Loading smoothbore flintlocks from the bag

Hi Mike
I earn about 85% of my living making muzzleloaders and I have been making them for 48 years now. I have my own way of doing things in the field from a hunting bag, but I know others that do things differently. Any way that is efficient for the shooter is right, and anything that causes wasted motion is wrong.

I am right handed and I wear my bag on my right side as well as my horn. I know many shooters that are right handed who wear the bag on the left.

I keep a measure for powder and shot which hangs on a thong from the strap on my bag. I keep a shot bag inside my hunting bag for bird shot, and the balls are kept in a compartment inside the main bag, so I can use ball or shot depending on what I want to shoot. Inside a double ended metal box I keep over powder and over-shot wads.

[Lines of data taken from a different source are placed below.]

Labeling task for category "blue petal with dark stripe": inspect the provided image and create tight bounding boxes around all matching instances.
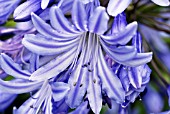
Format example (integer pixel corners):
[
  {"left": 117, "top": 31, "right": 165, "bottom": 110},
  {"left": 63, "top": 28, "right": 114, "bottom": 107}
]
[
  {"left": 66, "top": 55, "right": 89, "bottom": 108},
  {"left": 101, "top": 22, "right": 137, "bottom": 45},
  {"left": 50, "top": 6, "right": 80, "bottom": 34},
  {"left": 51, "top": 82, "right": 70, "bottom": 102},
  {"left": 128, "top": 67, "right": 142, "bottom": 89},
  {"left": 13, "top": 0, "right": 41, "bottom": 21},
  {"left": 101, "top": 41, "right": 137, "bottom": 62},
  {"left": 29, "top": 47, "right": 76, "bottom": 81},
  {"left": 22, "top": 34, "right": 79, "bottom": 55},
  {"left": 0, "top": 79, "right": 42, "bottom": 94},
  {"left": 31, "top": 13, "right": 79, "bottom": 41},
  {"left": 69, "top": 101, "right": 90, "bottom": 114},
  {"left": 0, "top": 0, "right": 20, "bottom": 24},
  {"left": 122, "top": 52, "right": 153, "bottom": 67},
  {"left": 87, "top": 67, "right": 102, "bottom": 114},
  {"left": 88, "top": 6, "right": 109, "bottom": 35},
  {"left": 0, "top": 53, "right": 31, "bottom": 80},
  {"left": 97, "top": 47, "right": 125, "bottom": 103},
  {"left": 72, "top": 0, "right": 88, "bottom": 31}
]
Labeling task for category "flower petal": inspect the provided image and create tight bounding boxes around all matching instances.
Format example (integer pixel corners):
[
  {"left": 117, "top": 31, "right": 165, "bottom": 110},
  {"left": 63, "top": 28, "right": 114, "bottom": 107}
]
[
  {"left": 107, "top": 0, "right": 132, "bottom": 16},
  {"left": 0, "top": 79, "right": 42, "bottom": 94},
  {"left": 132, "top": 32, "right": 142, "bottom": 53},
  {"left": 22, "top": 34, "right": 79, "bottom": 55},
  {"left": 0, "top": 53, "right": 31, "bottom": 79},
  {"left": 88, "top": 6, "right": 109, "bottom": 35},
  {"left": 111, "top": 13, "right": 127, "bottom": 33},
  {"left": 30, "top": 47, "right": 76, "bottom": 81},
  {"left": 13, "top": 0, "right": 41, "bottom": 21},
  {"left": 50, "top": 6, "right": 80, "bottom": 34},
  {"left": 31, "top": 13, "right": 79, "bottom": 41},
  {"left": 122, "top": 52, "right": 153, "bottom": 67},
  {"left": 128, "top": 67, "right": 143, "bottom": 89},
  {"left": 72, "top": 0, "right": 88, "bottom": 31},
  {"left": 0, "top": 0, "right": 20, "bottom": 24},
  {"left": 118, "top": 67, "right": 130, "bottom": 92},
  {"left": 101, "top": 21, "right": 137, "bottom": 45},
  {"left": 66, "top": 54, "right": 89, "bottom": 108},
  {"left": 97, "top": 47, "right": 125, "bottom": 103},
  {"left": 87, "top": 67, "right": 102, "bottom": 114},
  {"left": 41, "top": 0, "right": 50, "bottom": 9},
  {"left": 101, "top": 41, "right": 137, "bottom": 62},
  {"left": 69, "top": 101, "right": 90, "bottom": 114},
  {"left": 51, "top": 82, "right": 70, "bottom": 102},
  {"left": 151, "top": 0, "right": 170, "bottom": 6},
  {"left": 0, "top": 92, "right": 17, "bottom": 111}
]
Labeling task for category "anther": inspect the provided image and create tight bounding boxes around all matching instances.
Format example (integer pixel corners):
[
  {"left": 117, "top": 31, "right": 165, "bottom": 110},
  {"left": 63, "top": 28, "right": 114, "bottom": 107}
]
[
  {"left": 88, "top": 69, "right": 93, "bottom": 72},
  {"left": 80, "top": 84, "right": 83, "bottom": 87},
  {"left": 82, "top": 64, "right": 88, "bottom": 68},
  {"left": 93, "top": 79, "right": 96, "bottom": 83},
  {"left": 73, "top": 82, "right": 77, "bottom": 86}
]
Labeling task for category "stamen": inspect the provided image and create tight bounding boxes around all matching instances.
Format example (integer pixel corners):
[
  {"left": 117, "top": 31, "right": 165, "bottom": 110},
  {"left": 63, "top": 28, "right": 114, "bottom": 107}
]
[
  {"left": 93, "top": 79, "right": 96, "bottom": 83},
  {"left": 20, "top": 47, "right": 29, "bottom": 65},
  {"left": 73, "top": 82, "right": 77, "bottom": 86},
  {"left": 79, "top": 84, "right": 83, "bottom": 87}
]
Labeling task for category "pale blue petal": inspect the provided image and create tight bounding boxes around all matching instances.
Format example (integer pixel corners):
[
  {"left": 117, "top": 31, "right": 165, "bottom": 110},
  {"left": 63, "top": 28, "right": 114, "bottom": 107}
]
[
  {"left": 0, "top": 92, "right": 17, "bottom": 111},
  {"left": 141, "top": 64, "right": 151, "bottom": 85},
  {"left": 151, "top": 0, "right": 170, "bottom": 6},
  {"left": 107, "top": 0, "right": 132, "bottom": 16},
  {"left": 14, "top": 90, "right": 40, "bottom": 114},
  {"left": 59, "top": 0, "right": 73, "bottom": 14},
  {"left": 128, "top": 67, "right": 143, "bottom": 89},
  {"left": 22, "top": 34, "right": 79, "bottom": 55},
  {"left": 0, "top": 79, "right": 42, "bottom": 94},
  {"left": 69, "top": 101, "right": 90, "bottom": 114},
  {"left": 111, "top": 13, "right": 127, "bottom": 33},
  {"left": 29, "top": 47, "right": 76, "bottom": 81},
  {"left": 31, "top": 13, "right": 79, "bottom": 41},
  {"left": 13, "top": 0, "right": 41, "bottom": 21},
  {"left": 66, "top": 54, "right": 89, "bottom": 108},
  {"left": 43, "top": 94, "right": 53, "bottom": 114},
  {"left": 119, "top": 67, "right": 130, "bottom": 92},
  {"left": 50, "top": 6, "right": 80, "bottom": 34},
  {"left": 51, "top": 82, "right": 70, "bottom": 102},
  {"left": 97, "top": 47, "right": 125, "bottom": 103},
  {"left": 0, "top": 0, "right": 20, "bottom": 24},
  {"left": 0, "top": 53, "right": 31, "bottom": 79},
  {"left": 87, "top": 67, "right": 102, "bottom": 114},
  {"left": 132, "top": 32, "right": 142, "bottom": 53},
  {"left": 101, "top": 41, "right": 137, "bottom": 62},
  {"left": 41, "top": 0, "right": 50, "bottom": 9},
  {"left": 101, "top": 21, "right": 137, "bottom": 45},
  {"left": 29, "top": 53, "right": 39, "bottom": 72},
  {"left": 122, "top": 52, "right": 153, "bottom": 67},
  {"left": 72, "top": 0, "right": 88, "bottom": 31},
  {"left": 88, "top": 6, "right": 109, "bottom": 35}
]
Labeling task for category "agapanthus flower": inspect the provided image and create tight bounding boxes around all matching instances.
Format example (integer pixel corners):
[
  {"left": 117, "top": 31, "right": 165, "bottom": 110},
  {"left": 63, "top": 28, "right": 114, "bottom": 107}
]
[
  {"left": 0, "top": 53, "right": 71, "bottom": 113},
  {"left": 105, "top": 31, "right": 152, "bottom": 111},
  {"left": 20, "top": 0, "right": 152, "bottom": 113}
]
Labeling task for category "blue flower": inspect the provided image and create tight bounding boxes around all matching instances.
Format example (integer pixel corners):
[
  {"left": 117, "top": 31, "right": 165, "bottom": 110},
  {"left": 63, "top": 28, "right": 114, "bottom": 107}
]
[
  {"left": 0, "top": 53, "right": 70, "bottom": 113},
  {"left": 22, "top": 0, "right": 152, "bottom": 113}
]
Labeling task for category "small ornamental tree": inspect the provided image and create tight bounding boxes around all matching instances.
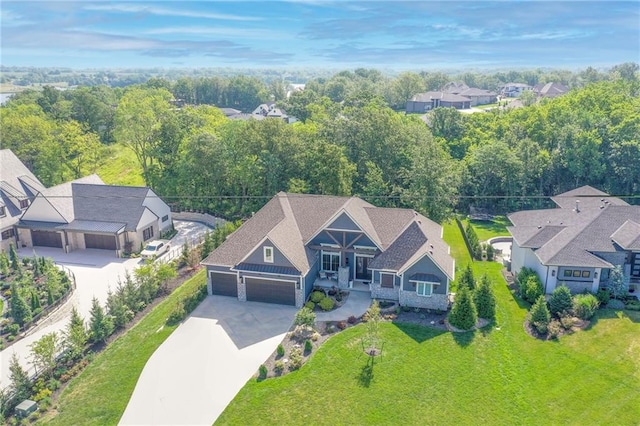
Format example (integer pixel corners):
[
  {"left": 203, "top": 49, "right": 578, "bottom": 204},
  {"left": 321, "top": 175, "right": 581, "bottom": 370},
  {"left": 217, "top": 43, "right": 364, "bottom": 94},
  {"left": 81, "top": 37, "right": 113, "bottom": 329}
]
[
  {"left": 89, "top": 297, "right": 113, "bottom": 343},
  {"left": 9, "top": 243, "right": 19, "bottom": 271},
  {"left": 0, "top": 250, "right": 9, "bottom": 276},
  {"left": 530, "top": 295, "right": 551, "bottom": 334},
  {"left": 548, "top": 285, "right": 573, "bottom": 317},
  {"left": 201, "top": 231, "right": 214, "bottom": 259},
  {"left": 485, "top": 243, "right": 495, "bottom": 261},
  {"left": 609, "top": 265, "right": 628, "bottom": 300},
  {"left": 8, "top": 353, "right": 32, "bottom": 403},
  {"left": 63, "top": 306, "right": 89, "bottom": 360},
  {"left": 523, "top": 275, "right": 544, "bottom": 304},
  {"left": 364, "top": 300, "right": 382, "bottom": 354},
  {"left": 474, "top": 275, "right": 496, "bottom": 320},
  {"left": 294, "top": 307, "right": 316, "bottom": 328},
  {"left": 10, "top": 283, "right": 32, "bottom": 327},
  {"left": 457, "top": 264, "right": 476, "bottom": 291},
  {"left": 448, "top": 285, "right": 478, "bottom": 330},
  {"left": 29, "top": 332, "right": 60, "bottom": 379}
]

For standard ball I can use the same bag because my rifle and the smooth bore both use the same balls. I simply remover the wads and shot bag when I carry the rifle.

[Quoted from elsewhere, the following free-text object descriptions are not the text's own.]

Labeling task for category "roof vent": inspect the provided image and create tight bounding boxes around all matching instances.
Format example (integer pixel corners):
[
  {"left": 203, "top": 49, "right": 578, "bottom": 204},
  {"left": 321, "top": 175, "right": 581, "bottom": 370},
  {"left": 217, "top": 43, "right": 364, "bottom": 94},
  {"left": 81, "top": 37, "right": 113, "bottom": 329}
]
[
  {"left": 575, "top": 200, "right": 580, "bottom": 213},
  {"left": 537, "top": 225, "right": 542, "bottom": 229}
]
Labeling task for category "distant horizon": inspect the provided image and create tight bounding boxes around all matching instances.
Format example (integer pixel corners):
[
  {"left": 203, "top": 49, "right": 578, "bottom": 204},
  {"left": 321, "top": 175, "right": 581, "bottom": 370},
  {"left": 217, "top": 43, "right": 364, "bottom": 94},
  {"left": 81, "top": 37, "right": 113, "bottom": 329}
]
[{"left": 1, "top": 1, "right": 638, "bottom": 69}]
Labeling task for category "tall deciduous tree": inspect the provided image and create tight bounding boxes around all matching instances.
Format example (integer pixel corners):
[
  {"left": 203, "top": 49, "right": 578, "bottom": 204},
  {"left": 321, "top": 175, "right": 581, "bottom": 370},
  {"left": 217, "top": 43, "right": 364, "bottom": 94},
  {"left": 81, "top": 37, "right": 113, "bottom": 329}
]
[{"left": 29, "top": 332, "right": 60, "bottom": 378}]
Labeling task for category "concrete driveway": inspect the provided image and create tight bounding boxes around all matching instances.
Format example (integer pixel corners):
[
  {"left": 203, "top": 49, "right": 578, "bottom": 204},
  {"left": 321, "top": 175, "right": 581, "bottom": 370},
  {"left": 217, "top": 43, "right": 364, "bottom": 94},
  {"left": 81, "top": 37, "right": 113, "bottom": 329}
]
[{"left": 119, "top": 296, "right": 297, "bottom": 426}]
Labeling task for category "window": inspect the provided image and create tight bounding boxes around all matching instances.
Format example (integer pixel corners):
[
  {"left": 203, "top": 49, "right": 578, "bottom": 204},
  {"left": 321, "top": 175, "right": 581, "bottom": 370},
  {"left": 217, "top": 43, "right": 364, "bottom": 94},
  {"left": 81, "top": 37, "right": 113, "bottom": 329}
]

I am told I move very fast when i load, but I don't think so. The real trick is no wasted movements. I never hurry. I simply move my hands at the same speed as i move them if I were working on my bench, picking up a coffee cup, of brushing my teeth.
I fire my shot and reach up to draw the cock to half-cock. I don't go to competitive shoot any more, so I don't care about "PC rules", so I then blow down the bore to see smoke come out my vent and soften the fouling. In doing this I dampen the fouling and I also know my vent is clear. As I blow I am reaching for my horn and measure. As I remove the stopper with my left hand i at the bottom of my left fist my left hand is holding the measure at the top of my left fist. So I pull out the stopper, fill the measure and replace the stopper all in about 2 seconds. I dump the powder in the bore and drop the measure. I can't get lost because it's on a thong.

Next my R hand goes into the bag and get out the box with wads. I take both over powder and over shot wads out at the same time. I insert the over-powder wad into the muzzle and place the over-shot wad in my teeth as I return the box into the bag, and when my hand goes back into the bad I drop the box and take the shot bag out. It hangs on a finger as I draw out my rod and run the wad down. I draw out my rod and hold it in my right fist with the measure and fill it with shot. Down into the bore goes the shot and I drop the shot bag, which can't fall because the thong is on my finger.

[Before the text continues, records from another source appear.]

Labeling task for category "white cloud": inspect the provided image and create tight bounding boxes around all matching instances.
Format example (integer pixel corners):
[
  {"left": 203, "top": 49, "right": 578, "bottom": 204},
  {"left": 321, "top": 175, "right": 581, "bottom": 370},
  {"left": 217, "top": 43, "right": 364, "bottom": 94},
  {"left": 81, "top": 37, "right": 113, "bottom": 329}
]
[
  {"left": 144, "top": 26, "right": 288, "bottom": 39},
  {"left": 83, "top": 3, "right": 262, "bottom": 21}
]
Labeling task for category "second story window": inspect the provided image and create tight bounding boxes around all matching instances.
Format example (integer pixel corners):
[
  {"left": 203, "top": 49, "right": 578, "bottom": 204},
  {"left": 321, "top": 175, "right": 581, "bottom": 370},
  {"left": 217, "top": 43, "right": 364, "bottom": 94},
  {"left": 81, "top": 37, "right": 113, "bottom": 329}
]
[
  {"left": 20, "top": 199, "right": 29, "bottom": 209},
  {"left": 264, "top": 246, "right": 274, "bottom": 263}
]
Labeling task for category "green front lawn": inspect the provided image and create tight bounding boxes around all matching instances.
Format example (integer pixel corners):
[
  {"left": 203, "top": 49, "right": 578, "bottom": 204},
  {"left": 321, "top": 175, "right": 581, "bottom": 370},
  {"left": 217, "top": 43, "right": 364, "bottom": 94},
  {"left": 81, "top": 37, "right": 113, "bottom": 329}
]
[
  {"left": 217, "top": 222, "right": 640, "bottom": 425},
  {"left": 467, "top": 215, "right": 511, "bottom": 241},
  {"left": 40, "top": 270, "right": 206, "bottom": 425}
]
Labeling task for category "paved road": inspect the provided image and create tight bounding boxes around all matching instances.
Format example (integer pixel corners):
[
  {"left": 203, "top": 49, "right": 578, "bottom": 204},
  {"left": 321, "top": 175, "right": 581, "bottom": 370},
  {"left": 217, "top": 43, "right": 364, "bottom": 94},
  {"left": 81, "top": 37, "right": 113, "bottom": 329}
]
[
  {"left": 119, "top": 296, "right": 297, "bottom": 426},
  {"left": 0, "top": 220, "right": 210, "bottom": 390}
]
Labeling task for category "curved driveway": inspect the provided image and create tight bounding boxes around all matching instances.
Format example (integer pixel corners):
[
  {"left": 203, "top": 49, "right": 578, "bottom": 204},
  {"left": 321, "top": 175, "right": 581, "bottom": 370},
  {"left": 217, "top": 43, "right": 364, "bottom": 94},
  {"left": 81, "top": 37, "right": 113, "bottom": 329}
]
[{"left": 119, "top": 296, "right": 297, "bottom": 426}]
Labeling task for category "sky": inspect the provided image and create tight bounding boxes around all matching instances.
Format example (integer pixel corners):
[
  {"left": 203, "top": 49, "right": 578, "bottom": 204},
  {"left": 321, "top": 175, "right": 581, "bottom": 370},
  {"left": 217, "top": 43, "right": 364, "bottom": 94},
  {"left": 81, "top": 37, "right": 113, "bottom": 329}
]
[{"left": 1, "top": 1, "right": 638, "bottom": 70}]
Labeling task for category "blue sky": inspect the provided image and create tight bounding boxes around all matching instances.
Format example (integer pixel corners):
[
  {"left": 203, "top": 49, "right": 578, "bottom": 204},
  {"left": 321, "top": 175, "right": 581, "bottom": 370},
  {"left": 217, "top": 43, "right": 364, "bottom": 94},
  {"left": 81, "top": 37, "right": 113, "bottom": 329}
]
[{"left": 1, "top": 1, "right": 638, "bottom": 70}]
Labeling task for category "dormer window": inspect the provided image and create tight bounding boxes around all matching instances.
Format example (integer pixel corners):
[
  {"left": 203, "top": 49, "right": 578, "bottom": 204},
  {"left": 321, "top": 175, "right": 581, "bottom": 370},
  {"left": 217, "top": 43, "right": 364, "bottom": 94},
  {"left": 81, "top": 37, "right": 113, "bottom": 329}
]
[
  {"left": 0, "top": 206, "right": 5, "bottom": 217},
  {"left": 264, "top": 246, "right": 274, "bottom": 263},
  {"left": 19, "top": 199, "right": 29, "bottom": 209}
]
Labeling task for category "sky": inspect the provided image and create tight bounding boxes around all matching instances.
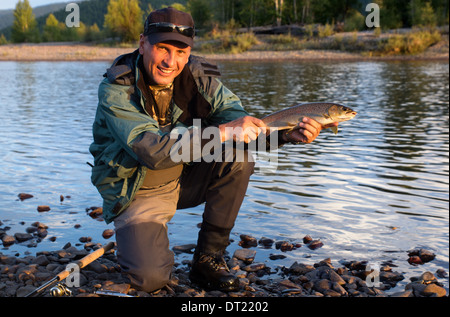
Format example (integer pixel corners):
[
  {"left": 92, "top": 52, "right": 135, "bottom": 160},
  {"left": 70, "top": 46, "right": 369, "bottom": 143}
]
[{"left": 0, "top": 0, "right": 74, "bottom": 10}]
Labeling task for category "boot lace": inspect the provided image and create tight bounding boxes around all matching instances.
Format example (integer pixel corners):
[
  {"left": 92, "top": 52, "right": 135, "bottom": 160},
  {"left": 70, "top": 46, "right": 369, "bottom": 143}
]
[{"left": 198, "top": 254, "right": 229, "bottom": 272}]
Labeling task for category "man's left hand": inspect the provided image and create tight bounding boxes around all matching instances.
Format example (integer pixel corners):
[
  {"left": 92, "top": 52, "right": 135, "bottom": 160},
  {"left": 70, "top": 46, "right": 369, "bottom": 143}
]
[{"left": 282, "top": 117, "right": 338, "bottom": 144}]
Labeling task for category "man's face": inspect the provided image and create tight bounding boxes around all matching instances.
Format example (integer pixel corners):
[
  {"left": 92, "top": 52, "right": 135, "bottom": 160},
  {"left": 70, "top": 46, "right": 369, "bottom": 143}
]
[{"left": 139, "top": 35, "right": 191, "bottom": 86}]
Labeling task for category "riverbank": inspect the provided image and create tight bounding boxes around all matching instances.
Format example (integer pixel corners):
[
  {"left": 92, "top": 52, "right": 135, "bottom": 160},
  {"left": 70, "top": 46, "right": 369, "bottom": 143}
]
[
  {"left": 0, "top": 36, "right": 448, "bottom": 62},
  {"left": 1, "top": 228, "right": 447, "bottom": 297}
]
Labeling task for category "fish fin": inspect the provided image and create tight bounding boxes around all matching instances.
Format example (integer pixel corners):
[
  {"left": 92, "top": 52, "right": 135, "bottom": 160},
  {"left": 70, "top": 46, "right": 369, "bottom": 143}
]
[{"left": 330, "top": 125, "right": 339, "bottom": 134}]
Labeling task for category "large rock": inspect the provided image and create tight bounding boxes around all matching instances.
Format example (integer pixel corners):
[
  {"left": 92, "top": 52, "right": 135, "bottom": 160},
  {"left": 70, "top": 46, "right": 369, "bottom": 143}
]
[{"left": 233, "top": 249, "right": 256, "bottom": 264}]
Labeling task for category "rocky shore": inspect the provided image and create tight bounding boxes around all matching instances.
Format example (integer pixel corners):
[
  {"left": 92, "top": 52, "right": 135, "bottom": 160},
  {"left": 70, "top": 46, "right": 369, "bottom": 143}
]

I place the over-shot wad into the muzzle and run it down with the rod. Replace the rod into the gun and replace the shot bag into the hunting bag.

Last, I prime and I am ready for another bird.

If I am not going to fire immoderately I follow the thong down with my hand to my hanging measure and place it back in the bag.

With my rifle I do it all pretty much the same, except I need no wads and so it's faster and easier. I do use a starter for rifle balls, but my starter is small and short, only starting the ball about 1.5" into the muzzle.

That's just how I do things. Some do it differently, but as I said, if it's fast and smooth it's good, and if you fumble and have to fool around trying to get to the next thing, it's bad.